Serialization can be helpful if the training of e.g. a classifier model takes some minutes. Instead of running the whole training on instantiating a classifier you can speed up this process tremendously by serializing a classifier once it was trained and later load it from the file again.
Classifiers, Clusterers, Instances and Filters also have a #serialize
method
which you can use to directly serialize an instance of these, e.g. for a Classifier:
instances = Weka::Core::Instances.from_arff('weather.arff')
instances.class_attribute = :play
classifier = Weka::Core::Trees::RandomForest.build do
train_with_instances instances
end
# Store trained model and its training data structure as binary files:
# This will create a 'randomforest.model' and a 'randomforest.model.structure' file.
# The '*.structure' file holds the instances header which is used to provide some
# info about attributes and the class attribute in the deserialized classifier.
classifier.serialize('randomforest.model')
# load Classifier from binary file(s)
loaded_classifier = Weka::Core::SerializationHelper.deserialize('randomforest.model')
# => #<Java::WekaClassifiersTrees::RandomForest:0x197db331 @instances_structure=...>
In case you need to load a classifier model which you did not serialize yourself, you need to make sure that the deserialized classifier knows about the structure of the data you are going to classify. In order to provide this info you just have to set your deserialized classifier’s instances_structure
. E.g. if you have a Weka::Core::Instances
called test_instances
which holds your test data you can assign just this:
test_instances = Weka::Core::Instances.from_arff('test-data.arff')

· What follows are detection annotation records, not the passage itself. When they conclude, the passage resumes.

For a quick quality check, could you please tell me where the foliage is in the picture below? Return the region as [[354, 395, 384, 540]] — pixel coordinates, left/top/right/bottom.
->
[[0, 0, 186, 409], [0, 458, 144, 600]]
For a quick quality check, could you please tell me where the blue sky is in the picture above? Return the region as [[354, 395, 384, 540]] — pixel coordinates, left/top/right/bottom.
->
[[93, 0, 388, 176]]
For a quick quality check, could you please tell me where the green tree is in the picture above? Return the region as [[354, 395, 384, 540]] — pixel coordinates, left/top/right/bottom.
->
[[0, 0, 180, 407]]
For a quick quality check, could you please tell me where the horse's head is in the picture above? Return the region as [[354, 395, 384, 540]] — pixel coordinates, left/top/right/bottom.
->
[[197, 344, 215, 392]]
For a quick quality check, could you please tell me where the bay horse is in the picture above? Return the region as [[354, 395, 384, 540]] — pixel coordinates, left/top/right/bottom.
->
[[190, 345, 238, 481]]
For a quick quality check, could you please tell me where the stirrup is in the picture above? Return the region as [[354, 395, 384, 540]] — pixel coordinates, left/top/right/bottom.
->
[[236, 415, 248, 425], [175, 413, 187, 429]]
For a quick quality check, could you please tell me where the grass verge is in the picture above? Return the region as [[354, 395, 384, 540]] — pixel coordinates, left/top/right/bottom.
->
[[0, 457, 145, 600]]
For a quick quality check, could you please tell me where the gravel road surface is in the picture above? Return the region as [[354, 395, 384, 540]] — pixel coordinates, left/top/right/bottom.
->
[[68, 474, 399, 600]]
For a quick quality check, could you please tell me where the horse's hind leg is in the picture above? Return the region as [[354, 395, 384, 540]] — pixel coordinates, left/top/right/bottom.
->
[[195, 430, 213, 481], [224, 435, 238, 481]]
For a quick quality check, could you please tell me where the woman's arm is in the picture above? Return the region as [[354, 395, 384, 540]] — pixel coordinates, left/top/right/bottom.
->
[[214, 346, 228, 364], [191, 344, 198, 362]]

loaded_classifier.instances_structure = test_instances
This will take the test_instances
’s structure header (.string_free_header
– an Instances object with only the attributes, and class attribute, but without any instance item) and save it to the classifier in order to allow classify calls and distribution_for calls.
If you deserialize your trained classifier yourself, it will create an additional <model-filename>.structure
file, which just holds exactly this structure info. If such a structure file is available it will automatically be loaded when deserializing a classifier and will assign the instances_structure
.
The same approach can be applied for deserialized clusterers.